Yes, pretty basic looking mistakes that, from the outside, make many wonder how this got through. Though analyzing the post-mortem makes me think of the MV Dali crashing into the Francis Scott Key bridge in Baltimore: the whole thing started with a single loose wire which set off a cascading failure. CF's situation was similar in a few ways though finding a bad query (and .unwrap() in production code rather than test code) should have been a lot easier to spot.
Have any of the post-mortems addressed if any of the code that led to CloudFlare's outage was generated by AI?
> And CF doesn't have the "...or people will die" safety criticality.
I disagree with that. Just because you can't point to people falling off a bridge into the water doesn't mean that outages of the web at this scale will not lead to fatalities.
OTOH...whether you describe it as regulations, an SLA, or otherwise - "150,000 ton freighter destroys a major bridge and kills people" is a far worse violation of expected behavior than "lots of web sites went down".

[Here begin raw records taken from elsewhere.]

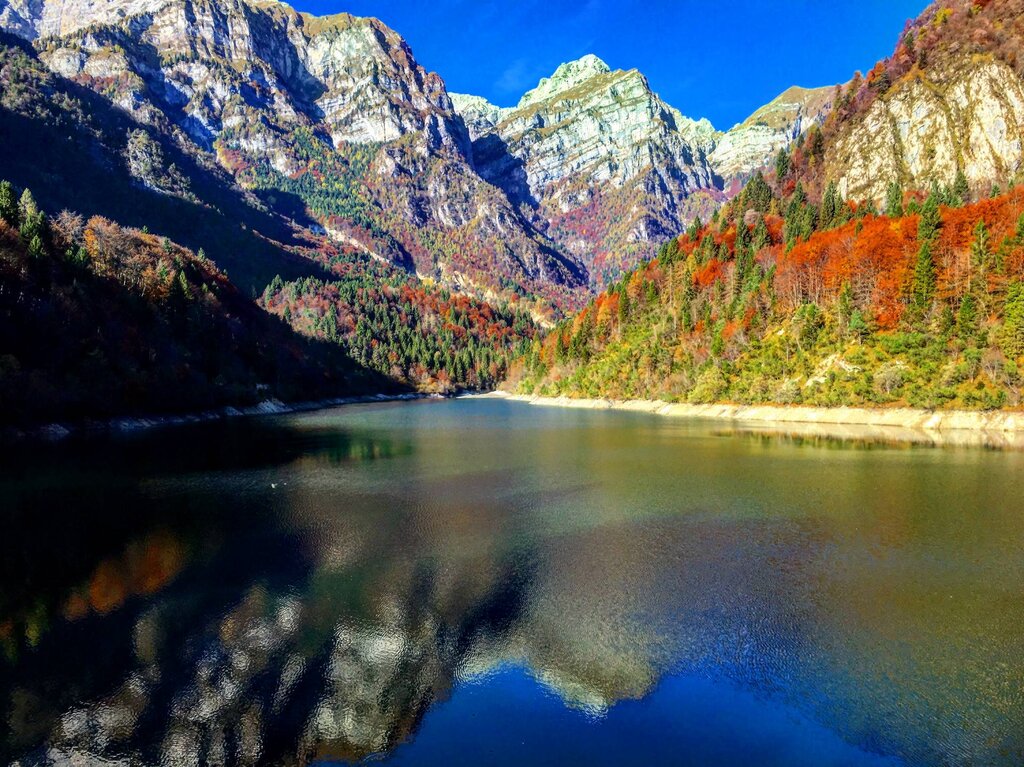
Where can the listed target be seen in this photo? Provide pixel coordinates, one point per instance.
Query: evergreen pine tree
(967, 317)
(924, 278)
(8, 207)
(962, 189)
(928, 226)
(830, 206)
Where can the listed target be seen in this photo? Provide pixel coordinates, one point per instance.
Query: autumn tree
(894, 200)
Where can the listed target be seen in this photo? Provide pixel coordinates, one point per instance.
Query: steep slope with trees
(949, 100)
(97, 321)
(330, 118)
(779, 300)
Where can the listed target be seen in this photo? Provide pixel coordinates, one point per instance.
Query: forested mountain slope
(327, 118)
(832, 304)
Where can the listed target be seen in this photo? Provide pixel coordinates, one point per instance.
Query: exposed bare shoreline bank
(997, 428)
(57, 431)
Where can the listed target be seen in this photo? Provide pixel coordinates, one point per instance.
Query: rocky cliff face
(776, 125)
(968, 117)
(273, 95)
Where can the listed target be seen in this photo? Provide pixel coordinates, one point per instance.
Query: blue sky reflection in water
(398, 581)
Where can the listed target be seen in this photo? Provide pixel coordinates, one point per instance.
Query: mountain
(333, 124)
(599, 158)
(924, 309)
(328, 114)
(948, 100)
(609, 168)
(97, 321)
(775, 126)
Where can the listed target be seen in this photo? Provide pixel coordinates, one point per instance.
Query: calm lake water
(487, 583)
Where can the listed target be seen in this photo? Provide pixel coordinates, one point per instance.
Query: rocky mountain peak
(747, 145)
(566, 77)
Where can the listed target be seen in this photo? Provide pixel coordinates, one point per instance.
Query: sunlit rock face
(596, 144)
(968, 115)
(610, 168)
(745, 147)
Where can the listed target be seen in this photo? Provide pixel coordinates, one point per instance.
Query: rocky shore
(993, 428)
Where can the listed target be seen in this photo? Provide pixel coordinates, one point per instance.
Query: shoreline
(57, 431)
(994, 428)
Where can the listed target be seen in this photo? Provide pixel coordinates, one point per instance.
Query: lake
(488, 583)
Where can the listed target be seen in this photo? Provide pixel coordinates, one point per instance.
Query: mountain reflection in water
(411, 580)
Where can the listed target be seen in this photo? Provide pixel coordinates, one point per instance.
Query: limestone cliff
(334, 110)
(747, 146)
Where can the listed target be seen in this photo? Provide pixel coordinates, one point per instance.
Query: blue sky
(714, 58)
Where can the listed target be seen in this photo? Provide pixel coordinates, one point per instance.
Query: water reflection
(313, 588)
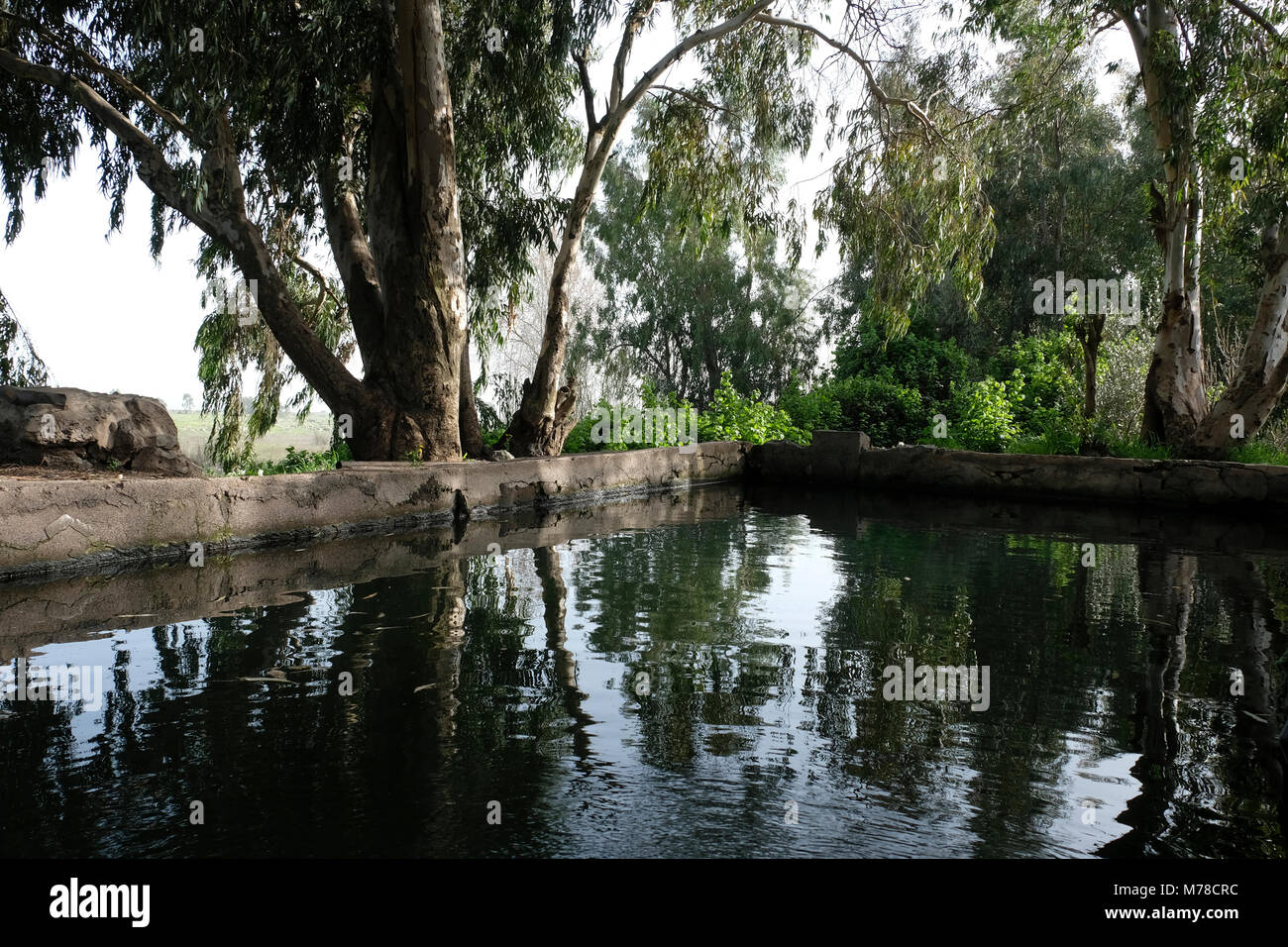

I see where people use CF and I actually think that 'lots of websites went down' has the potential these days to in aggregate kill far more people than were killed by the Dali losing control over their helm. The Dali accident could also have been avoided by simply requiring ships with the gross tonnage to do damage to the bridge to have mandatory tugs, and I'm not so sure there is a clean and effective solution for the kind of issues that CF can create.
They're more like 'the shipping industry' than they are like 'a single out of control vessel'. Keep in mind that half of the health care industry or more uses CF to protect their assets.
Have any of the post-mortems addressed if any of the code that led to CloudFlare's outage was generated by AI?